URBS 230—Writing
Assignments
With the exception of the first essay, the writing projects
for this class will all be based on a strategy of exploring and observing what
is going on in the community and in your service learning setting. While there is no required format, generally
your writing should include the following four components:
a.
Description: Describe a scene or interaction that focuses
your discussion and provides a “text” that you will interpret and analyze. This part is a literal recording of what you
observed: Who was there (age, gender,
relationships), what is the setting and where is it, when did it occur. You can think of these as your lab notes.
b.
Intepret: What is
happening here? How does it illustrate
some larger concept about how this setting is pursued or used? The idea here is to develop your hypothesis
of what is going on.
c.
Analysis: Show which details of your description
support your interpretation. In other
words, “What makes you think so?”
d.
Reflection: What was your part in this scene? How did you see yourself? How is this event like others you have
experienced? How is it different? Would you behave differently were you in a
similar scene another time?
- Reflection Essay: How do you manage to work
with and make a life together with people who sincerely believe in ideas
or positions or values that are at least very different, or even
antithetically opposed, from your own? In other words, how is
democracy possible?
- Walkabout Essay: Select a neighborhood in the city
(neighborhoods are often a mile square).
Walk
around in it, even sit (it’s the weather’s bad, find a coffee shop). This will take several hours. Ask yourself, Who
lives here? Who works here? How many different ways do you see of
people interacting with one another?
Why is this place here
(rather than being some other place or somewhere else)? What does this place tell you about how
people know each other and relate to each other in this city? (This assignment works better if you do
it in a small team, 2 or 3 people, who talk about what each is seeing as
you wander through the neighborhood.)
- Observation #1: The Community and Its Needs: By now you have been working in your
service learning for awhile. What
are the range of needs of the people that you have observed in this
setting (remember, those who work there are “people” just as much as their
clients, and so are the funders)?
What strategies do they use to meet their needs?
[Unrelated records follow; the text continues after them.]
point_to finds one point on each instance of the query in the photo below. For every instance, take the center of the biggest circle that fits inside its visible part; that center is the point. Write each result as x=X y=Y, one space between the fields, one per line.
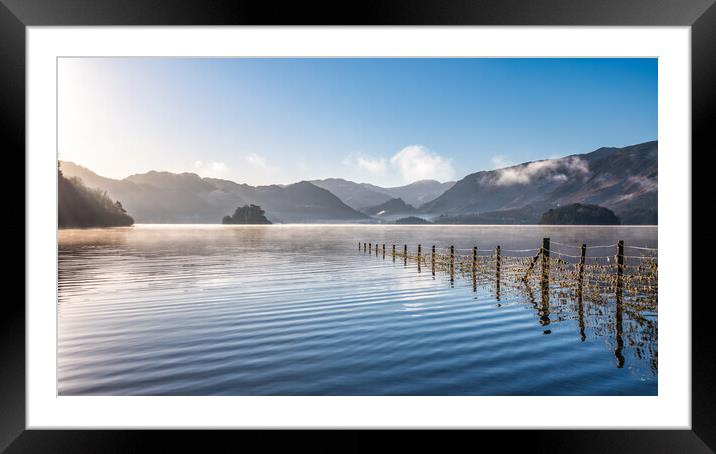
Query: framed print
x=447 y=216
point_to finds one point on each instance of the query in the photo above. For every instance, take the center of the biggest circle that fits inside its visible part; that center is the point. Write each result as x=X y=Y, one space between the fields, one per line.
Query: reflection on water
x=286 y=310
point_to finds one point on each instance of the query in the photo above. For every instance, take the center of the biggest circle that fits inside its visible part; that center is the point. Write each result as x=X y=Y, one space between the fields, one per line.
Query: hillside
x=578 y=214
x=363 y=195
x=80 y=206
x=390 y=208
x=622 y=179
x=166 y=197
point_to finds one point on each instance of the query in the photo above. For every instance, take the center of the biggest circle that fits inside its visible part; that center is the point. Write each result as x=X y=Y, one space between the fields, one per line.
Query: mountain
x=80 y=206
x=166 y=197
x=364 y=195
x=391 y=207
x=247 y=214
x=578 y=214
x=416 y=193
x=411 y=220
x=355 y=195
x=622 y=179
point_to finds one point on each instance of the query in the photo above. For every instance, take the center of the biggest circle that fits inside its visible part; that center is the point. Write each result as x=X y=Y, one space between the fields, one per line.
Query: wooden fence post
x=452 y=263
x=545 y=264
x=580 y=274
x=474 y=261
x=432 y=260
x=497 y=271
x=620 y=266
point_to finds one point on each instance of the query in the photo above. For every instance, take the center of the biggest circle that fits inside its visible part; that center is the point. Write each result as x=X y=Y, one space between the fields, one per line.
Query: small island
x=412 y=220
x=247 y=214
x=79 y=206
x=579 y=214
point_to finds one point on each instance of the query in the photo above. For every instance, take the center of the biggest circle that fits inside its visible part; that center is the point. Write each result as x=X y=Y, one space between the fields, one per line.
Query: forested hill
x=80 y=206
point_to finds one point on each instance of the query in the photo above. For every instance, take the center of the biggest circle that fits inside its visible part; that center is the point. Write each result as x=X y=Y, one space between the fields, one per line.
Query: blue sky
x=382 y=121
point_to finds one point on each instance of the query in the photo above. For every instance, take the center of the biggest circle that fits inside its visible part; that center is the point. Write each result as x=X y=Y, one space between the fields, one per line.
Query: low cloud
x=211 y=168
x=410 y=164
x=500 y=161
x=366 y=163
x=416 y=162
x=560 y=170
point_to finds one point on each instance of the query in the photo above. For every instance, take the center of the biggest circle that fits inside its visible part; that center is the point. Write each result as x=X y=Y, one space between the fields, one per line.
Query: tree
x=247 y=214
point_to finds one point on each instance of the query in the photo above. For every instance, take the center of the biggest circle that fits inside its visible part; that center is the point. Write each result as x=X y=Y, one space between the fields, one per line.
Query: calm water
x=285 y=310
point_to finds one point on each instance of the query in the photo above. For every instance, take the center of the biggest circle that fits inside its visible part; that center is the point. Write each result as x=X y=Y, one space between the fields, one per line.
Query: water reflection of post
x=452 y=264
x=544 y=310
x=419 y=250
x=580 y=281
x=618 y=318
x=432 y=261
x=474 y=268
x=497 y=268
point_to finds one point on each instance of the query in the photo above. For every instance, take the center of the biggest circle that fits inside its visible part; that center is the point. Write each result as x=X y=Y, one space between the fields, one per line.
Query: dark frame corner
x=16 y=15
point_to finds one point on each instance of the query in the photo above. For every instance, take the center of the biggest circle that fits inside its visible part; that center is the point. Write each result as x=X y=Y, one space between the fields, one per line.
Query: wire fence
x=592 y=272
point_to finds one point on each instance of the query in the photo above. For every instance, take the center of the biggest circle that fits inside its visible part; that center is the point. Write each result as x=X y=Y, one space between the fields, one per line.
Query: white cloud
x=416 y=162
x=371 y=164
x=257 y=161
x=211 y=168
x=410 y=164
x=500 y=161
x=554 y=169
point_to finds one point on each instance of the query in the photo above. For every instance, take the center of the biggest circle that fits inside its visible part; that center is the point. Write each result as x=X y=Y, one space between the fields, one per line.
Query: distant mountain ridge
x=360 y=196
x=624 y=180
x=621 y=179
x=166 y=197
x=390 y=208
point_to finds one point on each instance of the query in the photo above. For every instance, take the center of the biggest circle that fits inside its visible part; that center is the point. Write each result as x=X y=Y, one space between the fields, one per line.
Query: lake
x=300 y=310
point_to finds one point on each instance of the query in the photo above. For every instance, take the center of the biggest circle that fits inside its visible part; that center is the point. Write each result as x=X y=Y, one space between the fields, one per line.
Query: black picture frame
x=700 y=15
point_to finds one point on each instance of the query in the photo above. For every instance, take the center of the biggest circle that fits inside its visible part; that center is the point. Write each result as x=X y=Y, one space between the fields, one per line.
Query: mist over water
x=299 y=310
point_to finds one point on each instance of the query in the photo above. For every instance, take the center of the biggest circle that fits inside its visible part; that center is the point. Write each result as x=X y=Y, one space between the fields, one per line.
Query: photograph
x=357 y=226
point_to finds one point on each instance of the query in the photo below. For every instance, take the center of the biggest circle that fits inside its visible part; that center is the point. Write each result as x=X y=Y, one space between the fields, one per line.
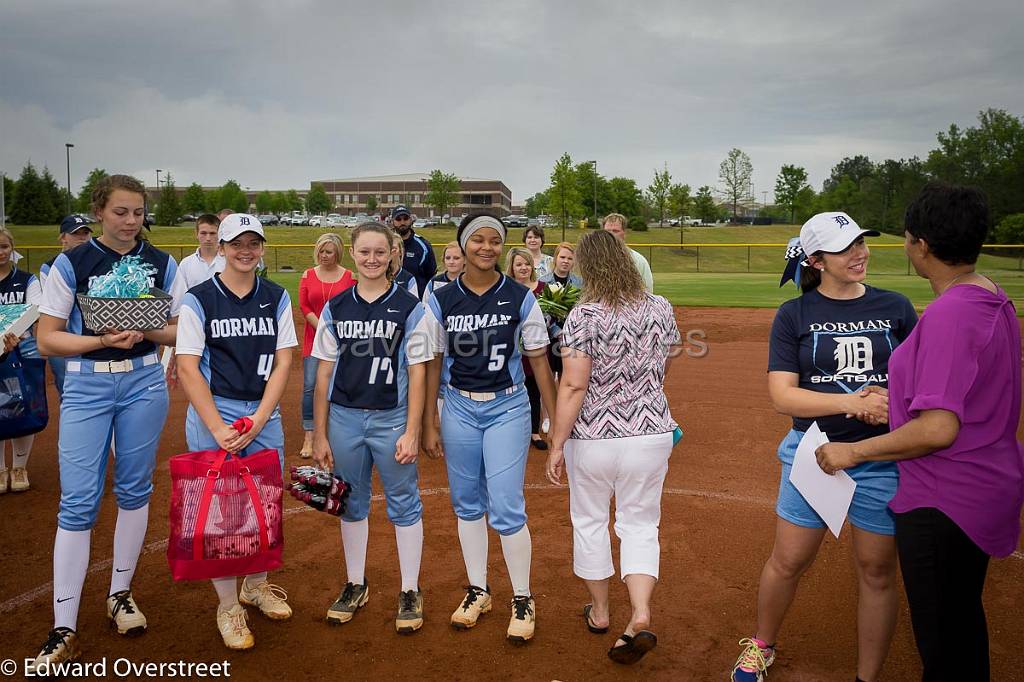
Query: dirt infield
x=717 y=529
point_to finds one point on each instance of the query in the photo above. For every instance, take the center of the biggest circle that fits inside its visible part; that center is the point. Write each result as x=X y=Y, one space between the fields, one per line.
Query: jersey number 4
x=264 y=366
x=382 y=365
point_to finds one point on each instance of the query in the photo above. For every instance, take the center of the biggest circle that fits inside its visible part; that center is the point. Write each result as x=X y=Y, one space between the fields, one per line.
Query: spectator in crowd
x=616 y=223
x=954 y=406
x=561 y=273
x=613 y=434
x=317 y=286
x=74 y=230
x=534 y=238
x=454 y=262
x=419 y=260
x=519 y=266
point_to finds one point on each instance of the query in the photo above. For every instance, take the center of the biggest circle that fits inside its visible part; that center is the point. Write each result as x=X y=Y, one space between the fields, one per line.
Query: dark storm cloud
x=274 y=94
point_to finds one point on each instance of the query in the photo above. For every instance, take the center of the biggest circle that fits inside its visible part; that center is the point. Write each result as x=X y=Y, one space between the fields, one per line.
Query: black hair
x=953 y=219
x=810 y=276
x=469 y=218
x=537 y=229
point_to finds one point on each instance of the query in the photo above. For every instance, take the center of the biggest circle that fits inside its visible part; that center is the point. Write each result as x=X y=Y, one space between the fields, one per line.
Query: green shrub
x=1010 y=229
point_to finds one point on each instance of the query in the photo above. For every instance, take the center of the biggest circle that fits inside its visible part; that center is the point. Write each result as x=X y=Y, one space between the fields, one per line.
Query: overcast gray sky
x=276 y=93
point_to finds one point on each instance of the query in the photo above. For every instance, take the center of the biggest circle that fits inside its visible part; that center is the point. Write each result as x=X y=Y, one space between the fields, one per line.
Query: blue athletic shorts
x=869 y=509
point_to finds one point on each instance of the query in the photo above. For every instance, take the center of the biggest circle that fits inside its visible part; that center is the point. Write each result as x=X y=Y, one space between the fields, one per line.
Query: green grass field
x=720 y=274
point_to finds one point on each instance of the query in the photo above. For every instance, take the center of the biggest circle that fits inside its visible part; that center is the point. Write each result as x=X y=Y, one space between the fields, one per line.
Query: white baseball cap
x=832 y=232
x=239 y=223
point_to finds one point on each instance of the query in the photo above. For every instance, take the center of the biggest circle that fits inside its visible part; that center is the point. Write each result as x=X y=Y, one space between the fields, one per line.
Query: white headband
x=478 y=222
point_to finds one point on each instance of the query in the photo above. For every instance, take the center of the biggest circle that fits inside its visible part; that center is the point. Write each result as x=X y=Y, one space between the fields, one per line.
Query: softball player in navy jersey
x=373 y=346
x=114 y=388
x=16 y=287
x=235 y=349
x=478 y=324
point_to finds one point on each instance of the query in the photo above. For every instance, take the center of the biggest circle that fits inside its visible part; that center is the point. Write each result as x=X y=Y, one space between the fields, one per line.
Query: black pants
x=944 y=576
x=535 y=403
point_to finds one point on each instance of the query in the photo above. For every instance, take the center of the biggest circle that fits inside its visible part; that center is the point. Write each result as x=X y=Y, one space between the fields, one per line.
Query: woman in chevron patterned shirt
x=612 y=421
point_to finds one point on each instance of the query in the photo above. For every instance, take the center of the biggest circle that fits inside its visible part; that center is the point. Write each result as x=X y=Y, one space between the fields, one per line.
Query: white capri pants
x=633 y=470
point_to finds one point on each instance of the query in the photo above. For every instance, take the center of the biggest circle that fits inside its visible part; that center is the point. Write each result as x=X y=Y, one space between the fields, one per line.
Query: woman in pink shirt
x=954 y=402
x=317 y=286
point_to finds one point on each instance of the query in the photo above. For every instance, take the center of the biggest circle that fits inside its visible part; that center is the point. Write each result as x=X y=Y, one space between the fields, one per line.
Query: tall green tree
x=563 y=193
x=626 y=197
x=790 y=182
x=989 y=156
x=680 y=201
x=590 y=181
x=442 y=192
x=657 y=192
x=84 y=202
x=734 y=173
x=8 y=194
x=58 y=198
x=33 y=204
x=194 y=200
x=705 y=206
x=856 y=168
x=169 y=208
x=537 y=205
x=316 y=200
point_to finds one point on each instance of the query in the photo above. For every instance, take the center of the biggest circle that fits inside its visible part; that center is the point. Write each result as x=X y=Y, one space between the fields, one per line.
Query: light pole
x=595 y=188
x=68 y=146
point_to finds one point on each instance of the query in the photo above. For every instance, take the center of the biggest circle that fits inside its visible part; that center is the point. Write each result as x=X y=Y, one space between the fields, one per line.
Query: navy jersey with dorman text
x=480 y=335
x=74 y=270
x=840 y=346
x=236 y=338
x=372 y=344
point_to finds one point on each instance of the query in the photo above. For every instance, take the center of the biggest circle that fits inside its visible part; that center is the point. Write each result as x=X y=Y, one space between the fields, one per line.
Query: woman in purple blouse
x=954 y=403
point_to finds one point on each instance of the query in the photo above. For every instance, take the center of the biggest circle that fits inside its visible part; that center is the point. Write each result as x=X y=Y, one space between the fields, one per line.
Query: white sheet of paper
x=828 y=495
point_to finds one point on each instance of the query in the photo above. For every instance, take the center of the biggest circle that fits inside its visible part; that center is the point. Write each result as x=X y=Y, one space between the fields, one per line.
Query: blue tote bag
x=23 y=395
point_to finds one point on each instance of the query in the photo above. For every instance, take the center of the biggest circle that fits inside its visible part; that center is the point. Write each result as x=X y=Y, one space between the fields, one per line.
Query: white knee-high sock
x=20 y=449
x=71 y=561
x=354 y=538
x=518 y=551
x=227 y=591
x=473 y=538
x=410 y=541
x=128 y=537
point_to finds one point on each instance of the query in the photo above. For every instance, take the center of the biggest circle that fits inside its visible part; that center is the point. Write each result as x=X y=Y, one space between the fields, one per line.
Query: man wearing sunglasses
x=420 y=259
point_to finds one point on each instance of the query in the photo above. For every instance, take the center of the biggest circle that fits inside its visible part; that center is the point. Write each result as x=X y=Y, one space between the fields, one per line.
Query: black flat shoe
x=635 y=648
x=590 y=624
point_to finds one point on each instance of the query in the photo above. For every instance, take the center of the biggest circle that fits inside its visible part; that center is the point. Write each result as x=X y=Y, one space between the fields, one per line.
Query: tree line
x=989 y=155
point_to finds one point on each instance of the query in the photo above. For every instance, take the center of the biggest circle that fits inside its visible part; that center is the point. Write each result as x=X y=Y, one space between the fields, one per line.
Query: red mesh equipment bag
x=226 y=515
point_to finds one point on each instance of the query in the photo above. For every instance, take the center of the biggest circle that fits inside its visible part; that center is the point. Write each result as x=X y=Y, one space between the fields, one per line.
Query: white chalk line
x=161 y=545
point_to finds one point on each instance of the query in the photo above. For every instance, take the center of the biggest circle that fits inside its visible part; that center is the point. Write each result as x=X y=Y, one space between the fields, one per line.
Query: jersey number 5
x=497 y=358
x=264 y=366
x=381 y=365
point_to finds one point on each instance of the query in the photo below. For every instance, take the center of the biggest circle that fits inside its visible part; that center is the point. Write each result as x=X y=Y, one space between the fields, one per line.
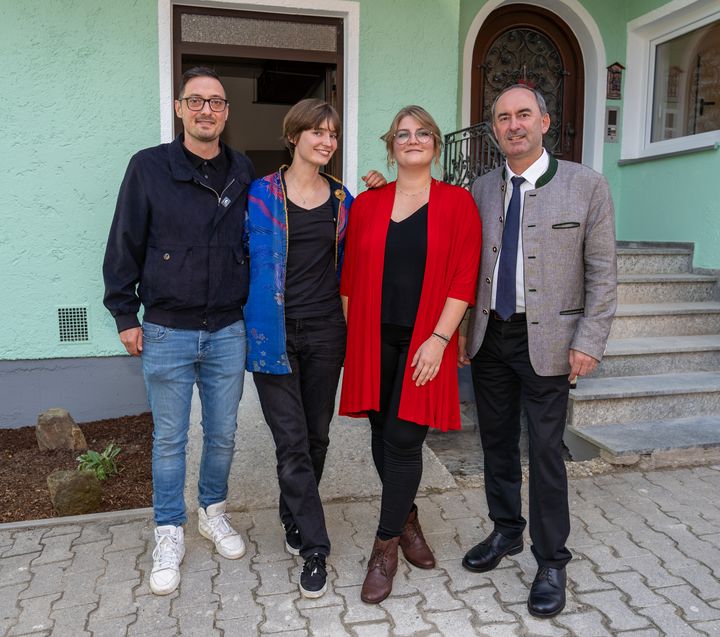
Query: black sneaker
x=293 y=543
x=313 y=579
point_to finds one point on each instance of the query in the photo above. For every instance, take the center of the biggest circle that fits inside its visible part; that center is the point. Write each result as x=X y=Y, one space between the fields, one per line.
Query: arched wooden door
x=520 y=43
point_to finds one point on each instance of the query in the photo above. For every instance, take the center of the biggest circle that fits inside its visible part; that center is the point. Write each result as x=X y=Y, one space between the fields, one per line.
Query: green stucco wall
x=83 y=82
x=407 y=56
x=662 y=200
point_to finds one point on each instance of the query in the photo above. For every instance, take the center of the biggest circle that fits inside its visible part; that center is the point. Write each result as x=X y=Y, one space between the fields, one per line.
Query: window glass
x=686 y=93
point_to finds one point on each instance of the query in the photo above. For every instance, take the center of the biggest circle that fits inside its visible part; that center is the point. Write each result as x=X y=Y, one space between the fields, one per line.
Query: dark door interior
x=267 y=63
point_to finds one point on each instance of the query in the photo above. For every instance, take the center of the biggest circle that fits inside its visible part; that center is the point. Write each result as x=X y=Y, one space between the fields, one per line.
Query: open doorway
x=267 y=63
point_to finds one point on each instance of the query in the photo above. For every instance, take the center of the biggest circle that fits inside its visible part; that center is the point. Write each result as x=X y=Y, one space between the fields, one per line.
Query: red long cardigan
x=453 y=254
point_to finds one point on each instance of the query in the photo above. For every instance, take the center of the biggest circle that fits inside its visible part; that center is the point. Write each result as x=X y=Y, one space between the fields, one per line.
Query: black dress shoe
x=487 y=555
x=547 y=594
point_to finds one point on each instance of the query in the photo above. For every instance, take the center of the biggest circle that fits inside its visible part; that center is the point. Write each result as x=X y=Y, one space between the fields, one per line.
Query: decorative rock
x=74 y=492
x=56 y=429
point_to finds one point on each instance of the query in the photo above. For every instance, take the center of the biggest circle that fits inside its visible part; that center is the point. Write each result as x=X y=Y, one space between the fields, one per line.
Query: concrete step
x=671 y=288
x=666 y=319
x=650 y=259
x=660 y=355
x=599 y=401
x=662 y=442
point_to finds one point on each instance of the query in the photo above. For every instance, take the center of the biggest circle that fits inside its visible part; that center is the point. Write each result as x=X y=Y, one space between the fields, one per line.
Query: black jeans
x=298 y=408
x=396 y=443
x=500 y=370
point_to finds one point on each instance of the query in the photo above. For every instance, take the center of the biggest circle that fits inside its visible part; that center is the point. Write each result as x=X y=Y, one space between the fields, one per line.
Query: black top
x=212 y=172
x=311 y=287
x=405 y=255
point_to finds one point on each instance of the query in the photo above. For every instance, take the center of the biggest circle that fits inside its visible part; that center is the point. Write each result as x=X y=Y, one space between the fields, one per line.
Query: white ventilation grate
x=72 y=323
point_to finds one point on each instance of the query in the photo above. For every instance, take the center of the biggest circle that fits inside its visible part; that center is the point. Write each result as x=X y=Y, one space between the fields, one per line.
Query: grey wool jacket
x=570 y=272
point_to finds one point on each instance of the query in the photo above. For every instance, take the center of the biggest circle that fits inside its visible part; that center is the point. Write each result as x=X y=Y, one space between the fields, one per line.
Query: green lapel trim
x=549 y=173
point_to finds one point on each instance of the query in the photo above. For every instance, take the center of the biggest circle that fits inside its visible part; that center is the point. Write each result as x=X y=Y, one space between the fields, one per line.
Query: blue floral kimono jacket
x=266 y=234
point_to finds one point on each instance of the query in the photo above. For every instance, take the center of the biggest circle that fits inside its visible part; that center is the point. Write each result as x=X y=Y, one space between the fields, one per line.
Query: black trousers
x=396 y=443
x=501 y=370
x=298 y=408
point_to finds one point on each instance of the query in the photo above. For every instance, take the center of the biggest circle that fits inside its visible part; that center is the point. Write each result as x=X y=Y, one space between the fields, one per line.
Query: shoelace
x=220 y=525
x=314 y=564
x=166 y=552
x=377 y=560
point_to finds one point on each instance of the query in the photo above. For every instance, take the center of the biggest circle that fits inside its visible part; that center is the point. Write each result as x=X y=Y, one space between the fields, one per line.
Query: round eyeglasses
x=217 y=104
x=422 y=136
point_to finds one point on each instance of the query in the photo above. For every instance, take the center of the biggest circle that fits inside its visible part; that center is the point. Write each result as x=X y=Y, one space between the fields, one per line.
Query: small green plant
x=103 y=465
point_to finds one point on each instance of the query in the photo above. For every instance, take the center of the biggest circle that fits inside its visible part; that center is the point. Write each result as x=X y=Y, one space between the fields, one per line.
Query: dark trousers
x=298 y=408
x=501 y=370
x=396 y=443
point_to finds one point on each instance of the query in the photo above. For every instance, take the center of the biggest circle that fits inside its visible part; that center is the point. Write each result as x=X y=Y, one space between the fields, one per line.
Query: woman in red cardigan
x=411 y=264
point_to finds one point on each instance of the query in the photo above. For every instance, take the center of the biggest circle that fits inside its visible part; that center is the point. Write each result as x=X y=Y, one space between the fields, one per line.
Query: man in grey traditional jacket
x=545 y=301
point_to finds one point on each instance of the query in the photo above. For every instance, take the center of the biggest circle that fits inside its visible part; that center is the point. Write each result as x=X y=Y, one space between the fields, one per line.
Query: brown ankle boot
x=382 y=567
x=413 y=544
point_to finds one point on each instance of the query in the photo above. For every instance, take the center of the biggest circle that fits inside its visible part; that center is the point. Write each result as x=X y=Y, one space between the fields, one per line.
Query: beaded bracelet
x=444 y=339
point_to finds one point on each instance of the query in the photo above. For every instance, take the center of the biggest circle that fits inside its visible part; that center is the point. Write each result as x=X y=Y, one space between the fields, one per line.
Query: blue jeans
x=173 y=360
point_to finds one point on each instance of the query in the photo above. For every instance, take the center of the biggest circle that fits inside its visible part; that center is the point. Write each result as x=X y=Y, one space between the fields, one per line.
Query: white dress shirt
x=531 y=175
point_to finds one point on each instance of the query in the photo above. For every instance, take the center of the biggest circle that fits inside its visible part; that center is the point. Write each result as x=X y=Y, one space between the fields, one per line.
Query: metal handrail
x=470 y=153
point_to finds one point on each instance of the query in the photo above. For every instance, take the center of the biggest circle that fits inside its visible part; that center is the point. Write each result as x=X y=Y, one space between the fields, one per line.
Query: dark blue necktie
x=505 y=295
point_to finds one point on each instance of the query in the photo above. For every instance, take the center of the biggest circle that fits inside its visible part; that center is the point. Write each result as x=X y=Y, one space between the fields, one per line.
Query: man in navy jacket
x=175 y=246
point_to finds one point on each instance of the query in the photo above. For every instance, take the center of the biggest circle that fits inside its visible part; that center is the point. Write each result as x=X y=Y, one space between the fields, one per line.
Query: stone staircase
x=655 y=398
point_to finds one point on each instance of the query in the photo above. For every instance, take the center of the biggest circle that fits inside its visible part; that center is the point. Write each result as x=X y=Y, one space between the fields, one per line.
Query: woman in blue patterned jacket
x=296 y=225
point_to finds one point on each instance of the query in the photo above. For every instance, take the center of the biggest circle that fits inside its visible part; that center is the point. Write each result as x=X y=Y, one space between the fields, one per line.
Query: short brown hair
x=424 y=119
x=306 y=115
x=196 y=71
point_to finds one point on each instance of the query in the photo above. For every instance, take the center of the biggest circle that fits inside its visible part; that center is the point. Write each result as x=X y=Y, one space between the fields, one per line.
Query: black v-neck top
x=404 y=270
x=311 y=287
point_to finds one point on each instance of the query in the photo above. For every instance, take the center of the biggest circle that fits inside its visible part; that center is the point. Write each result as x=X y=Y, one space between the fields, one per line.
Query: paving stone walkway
x=647 y=563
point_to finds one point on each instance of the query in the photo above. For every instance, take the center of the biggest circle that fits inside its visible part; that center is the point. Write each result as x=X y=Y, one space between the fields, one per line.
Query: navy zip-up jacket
x=176 y=245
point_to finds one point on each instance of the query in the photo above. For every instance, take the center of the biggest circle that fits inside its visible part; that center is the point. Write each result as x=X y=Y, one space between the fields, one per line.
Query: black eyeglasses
x=217 y=104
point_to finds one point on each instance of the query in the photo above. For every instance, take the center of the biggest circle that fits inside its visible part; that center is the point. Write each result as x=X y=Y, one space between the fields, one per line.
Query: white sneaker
x=167 y=556
x=214 y=524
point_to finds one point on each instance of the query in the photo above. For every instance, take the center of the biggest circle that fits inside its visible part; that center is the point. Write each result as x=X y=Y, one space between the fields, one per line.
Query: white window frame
x=645 y=34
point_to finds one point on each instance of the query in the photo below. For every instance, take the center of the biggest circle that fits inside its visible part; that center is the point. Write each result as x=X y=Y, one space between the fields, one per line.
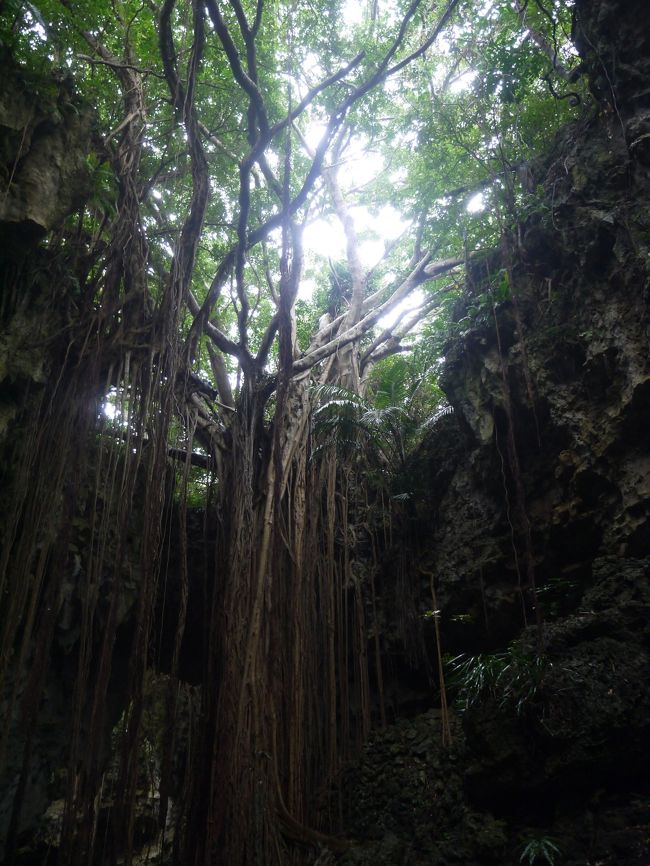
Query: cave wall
x=533 y=514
How does that seem to work for them?
- Observation #2: Activities and Relationships in the
Community: What sorts of
relationships have you seen enacted, in your service learning and in the public
Council meeting you observed? What
do you observe about who has “power” and how they use it? How do these relationships support or
make it more difficult to satisfy the community needs that you observed
earlier?
- Turning Points Reflections: How has your understanding of “Community
Leadership” changed during the time of this course? What did your service learning
experience teach you about community leadership? How many sorts of leadership have you
observed in your time in the city?
Do you observe certain types in some situations more than
others? Do certain types work
better in some situations than in others?
What do you conclude about what you
would do if you “ran the zoo” (If you don’t know Dr. Seuss, you should; he
writes about these things and what he writes is good)? As part of your essay, you might want to
consider such questions as:
·
What were the “key moments” that you experienced,
those moments when you or someone else had a choice to make?
·
To what extent did the people you worked with or
observed draw on theory? Even if they
weren’t aware of it, were they using “theory-in-action”? If they were not thinking about what they
were doing, what did they use to guide
their decisions and actions?
·
How did the theories and concepts you were
studying in class hold up when it gets down to the street level? In other words, how were those theories work
in practice? Were there events where the
practice contradicted the theory?
·
What did you learn from practice that was not in
the theories at all?
·
What does the future hold for the organization
you worked in as it addresses changing community needs? What strategies are
being adopted to address change? What resources will be needed to achieve those
strategies?
·
What are the ethical issues associated with
private or public participation in the community?